Su Bill Viola (New York, 1951) si tenne un paio di anni fa un’antologica importante al Palazzo delle Esposizioni di Roma, Visioni interiori (ottobre 2008 – gennaio 2009), curata da Kira Perov, moglie e collaboratrice dell’artista.

Bill Viola, Silent Mountain, 2001

Trattandosi del più grande videoartista vivente e proprio per i suoi ralenti ipnotici era, giocoforza, una mostra-esperienza che desiderava il coinvolgimento dello spettatore più di un’esposizione tradizionale.

Venivano presentati gli ultimi dodici anni dell’artista (1995-2007), lasciando al catalogo l’analisi e le immagini dei lavori precedenti, per sviluppare i quali, già da metà anni ’70, l’allora giovane e promettente Viola, neodiplomato in arti visive (Syracuse University, 1973), si reca a Firenze, in qualità di direttore tecnico dello studio di videoarte art/tapes/22, vera palestra tecnica e di incontri con artisti contemporanei (Paolini, Kounellis, Merz, Acconci, Jonas, Terry Fox) e del passato, per lui altrettanto contemporanei, come Andrea di Bartolo o il folgorante Pontormo.

Successivamente, altre illuminazioni segneranno il suo cammino artistico e umano, come il paesaggio desertico della Death Valley californiana o l’accostamento al pensiero Zen in Giappone e, ancora, la ricerca assidua della parola mistica (Rūmī, San Giovanni della Croce, Meister Eckart, Chuang Tzu, la via negativa dello Pseudo-Dionigi l’Areopagita), cose che lo porteranno a legare “il grande mistico e l’artista” nell’universalità delle loro ricerche spirituali, per indagare attraverso il mezzo scelto, ovvero il video progetto, il nascere e il morire, il tema eterno e appunto universale dell’esistere, che nonostante tutto, resta mistero. Beninteso, senza alcun equivoco o restrizione religiosa. Anzi. È l’adesione del tutto corpomente al tutto circostante, spirito-concreto-vivente, oltre però un semplice animismo.
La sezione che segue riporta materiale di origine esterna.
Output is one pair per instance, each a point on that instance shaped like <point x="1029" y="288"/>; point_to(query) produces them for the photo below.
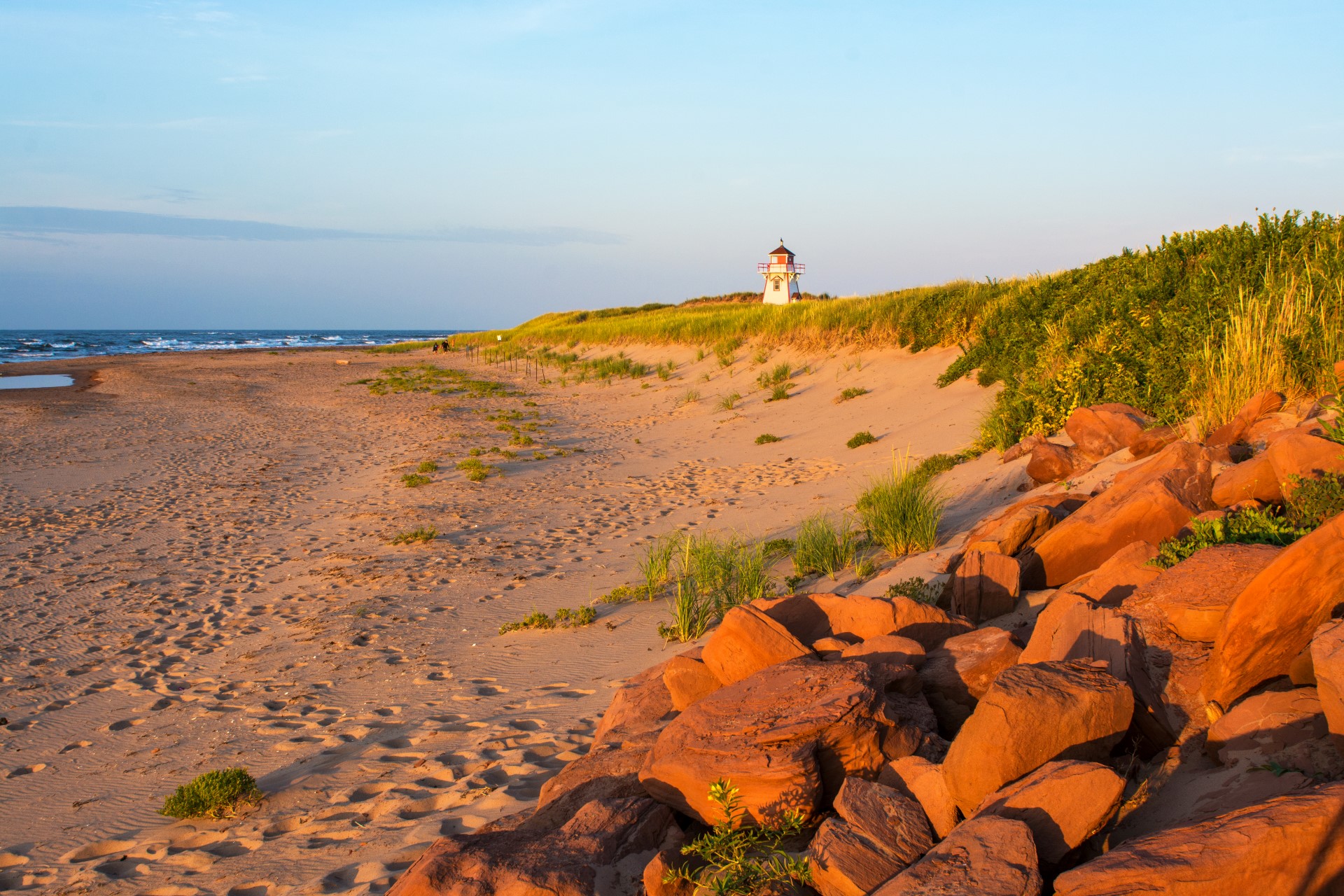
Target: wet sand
<point x="197" y="573"/>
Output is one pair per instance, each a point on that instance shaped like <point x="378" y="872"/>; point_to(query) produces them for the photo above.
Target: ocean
<point x="38" y="346"/>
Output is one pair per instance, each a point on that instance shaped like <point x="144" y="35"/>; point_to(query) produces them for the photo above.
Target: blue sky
<point x="414" y="164"/>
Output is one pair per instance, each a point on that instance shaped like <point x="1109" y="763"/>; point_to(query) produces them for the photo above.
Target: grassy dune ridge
<point x="1193" y="326"/>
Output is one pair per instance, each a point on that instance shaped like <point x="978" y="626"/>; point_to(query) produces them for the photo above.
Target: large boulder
<point x="876" y="833"/>
<point x="1253" y="480"/>
<point x="958" y="673"/>
<point x="1105" y="429"/>
<point x="787" y="738"/>
<point x="1063" y="804"/>
<point x="923" y="780"/>
<point x="986" y="584"/>
<point x="687" y="680"/>
<point x="988" y="856"/>
<point x="1126" y="571"/>
<point x="1051" y="463"/>
<point x="1298" y="454"/>
<point x="1266" y="724"/>
<point x="1147" y="503"/>
<point x="1328" y="666"/>
<point x="1272" y="621"/>
<point x="1074" y="628"/>
<point x="606" y="843"/>
<point x="1284" y="846"/>
<point x="748" y="641"/>
<point x="1031" y="715"/>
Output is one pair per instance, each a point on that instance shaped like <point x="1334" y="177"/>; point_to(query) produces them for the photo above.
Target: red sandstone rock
<point x="1253" y="480"/>
<point x="878" y="833"/>
<point x="1104" y="429"/>
<point x="568" y="862"/>
<point x="784" y="736"/>
<point x="748" y="641"/>
<point x="924" y="782"/>
<point x="958" y="673"/>
<point x="1147" y="503"/>
<point x="1285" y="846"/>
<point x="1031" y="715"/>
<point x="1074" y="628"/>
<point x="1053" y="463"/>
<point x="1194" y="596"/>
<point x="1236" y="429"/>
<point x="986" y="584"/>
<point x="988" y="856"/>
<point x="1328" y="668"/>
<point x="1265" y="724"/>
<point x="689" y="680"/>
<point x="1063" y="804"/>
<point x="1117" y="578"/>
<point x="1304" y="456"/>
<point x="1275" y="617"/>
<point x="888" y="648"/>
<point x="1018" y="531"/>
Bill Viola, Quintet of the Astonished, 2000

Bill Viola, Pneuma, 1994

Viola, positivamente sincretico, va oltre la citazione filorinascimentale e antica, di cui pure si serve per rivisitarla, come delle forme in dittico, trittico o polittico, o della narrazione delle predelle sacre, poiché parte della cultura visiva occidentale ed europea in particolare, come va oltre l’essere americano (mentre, restando in ambito di immagini video o pictae, lo è e profondamente David Lynch) nel riflettere sul senso del tempo umano, iperrallentato nei suoi video, per esaltare la sacralità dei gesti, delle espressioni, di ciò che sta avvenendo o che potrebbe essere, effetti dovuti anche ad un aggiornamento costante rispetto alle novità tecniche, di cui, col tempo, diviene maestro e virtuoso.

L’effetto è stupore, incantamento: The Greeting (1995), The Crossing (1996), Dolorosa e Anima (2000), Surrender, Catherine’s room, Four Hands, Silent Mountain (2001), Emergence (2002) sino a Ocean Without a Shore (2007), per citare alcuni fra i lavori ultimi.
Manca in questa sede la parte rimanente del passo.